The rush proved to have been by virtue of necessity, for Sigismund died in the summer of 1572. The Grand Duke passed away knowing that the Grail was in safe hands, though he never got to see the University completed. Sigismund Augustus died childless and thus became the last ruler of the grand Jogailo Dynasty as well as of the Italian-Lithuanian dynasty that Leonardo da Vinci and the Holy Roman Empire had planned with so much energy earlier in the century.

 

File:Death of Sigismund Augustus at Knyszyn.JPG 

 

The death of Grand Duke Sigismund Augustus in July 1572.

 

The story of the Holy Grail continued unabated after Sigismund's death, with frequent communication between the Pope and the head of the Jesuit Brothers in Vilnius. And it was in a direct decree from the Pope that the chapel next to the new bell tower now was expanded to a glorious house of God and given the name Sts. Johns' Church. The name shows that the Catholic Church wanted the highest protection of the new church, the bell tower and, first of all, the Holy Grail. They therefore named and dedicated the new church, not to just one of the St. Johns, but to both John the Baptist and the Apostle John. It was the second time in Christianity's history that something like this had happened. First time was when the Basilica of St. John Lateran (Basilica di San Giovanni in Laterano), the first among the four major basilicas of Rome was built by Constantine the Great in the 4th century. This church is also the cathedral of the bishop of Rome, the Pope, and is thus known as Omnium urbis et orbis Ecclesiarum Mater et Caput: "Cathedral of Rome and of the World." The Holy Grail gave the Sts. Johns' Church in Vilnius a similar glorious world value, thus the name.

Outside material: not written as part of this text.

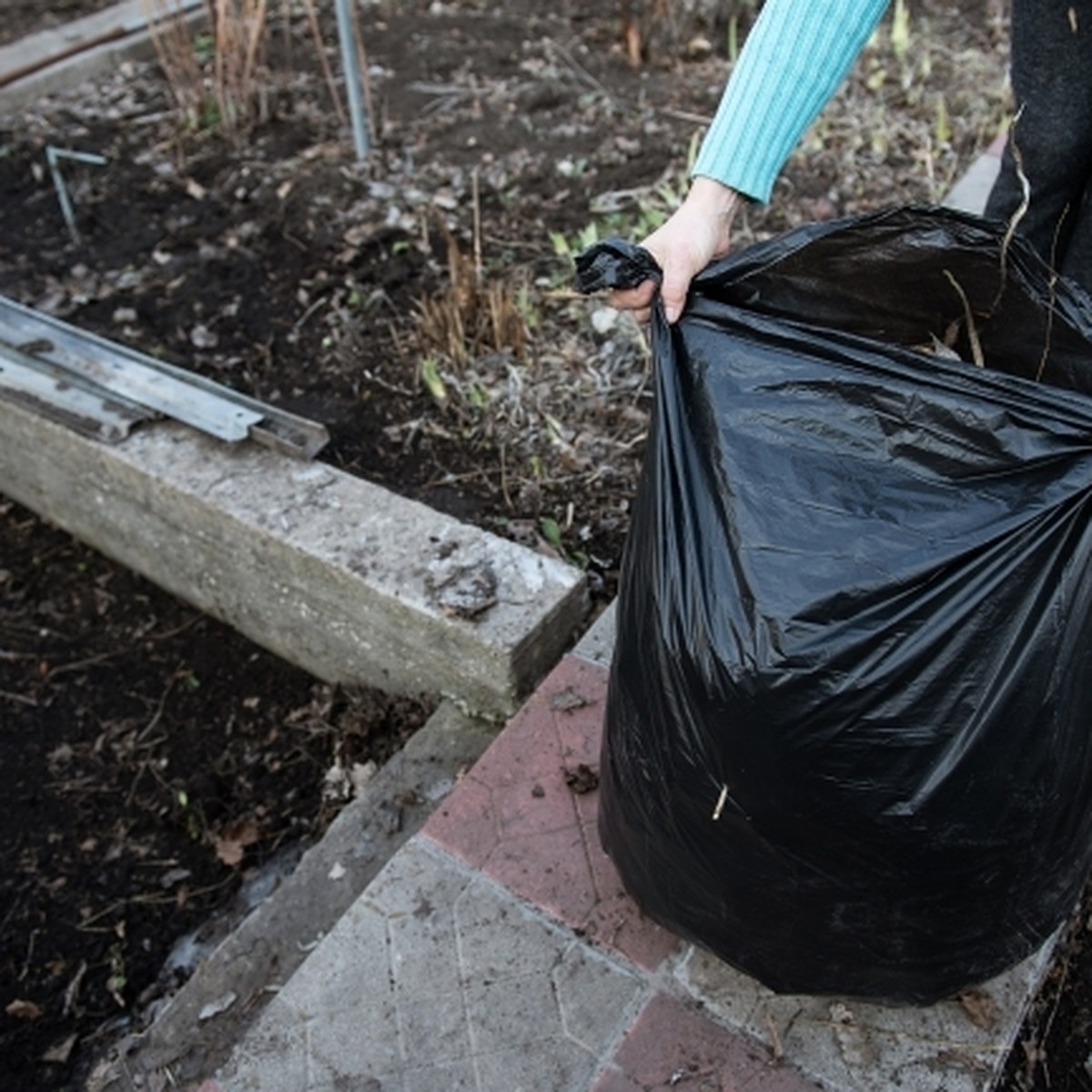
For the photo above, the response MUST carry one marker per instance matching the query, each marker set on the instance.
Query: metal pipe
(353, 86)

In 1579, after just nine years of construction, the new university buildings were completed. And it was with great reverence the leading Jesuit Brothers that same year installed the library and within it hiding the Grail that Bona Sforza secretly had brought with her from Milan more than 50 years earlier.

 

And it is there, under the floor boards of the Vilnius University Library, that the Holy Grail has been safely hidden for 430 years now. The Jesuits have been extremely clever and careful not to share this tremendous secret with anybody. But now, dear readers of VilNews, also you know the truth.

 

Millions of people visited Louvre and the Rosslyn Chapel after Dan Brown's book was published seven years ago, and I wonder how many are going to visit Vilnius University this year, now that the truth about the Holy Grail is finally made public?

 

Aage Myhre

Editor

 

 

Here, under the floor boards of the Vilnius University Library, is where the Holy Grail was safely hidden

when the university opened in 1579. The Grail is located exactly beneath the centre (the top point) of

the library's CROSS ARCH, which is typical and characteristic for the Jesuit Order's Brotherhood.

 

PS: Please observe that the above article is pure fiction – though based on real historical facts.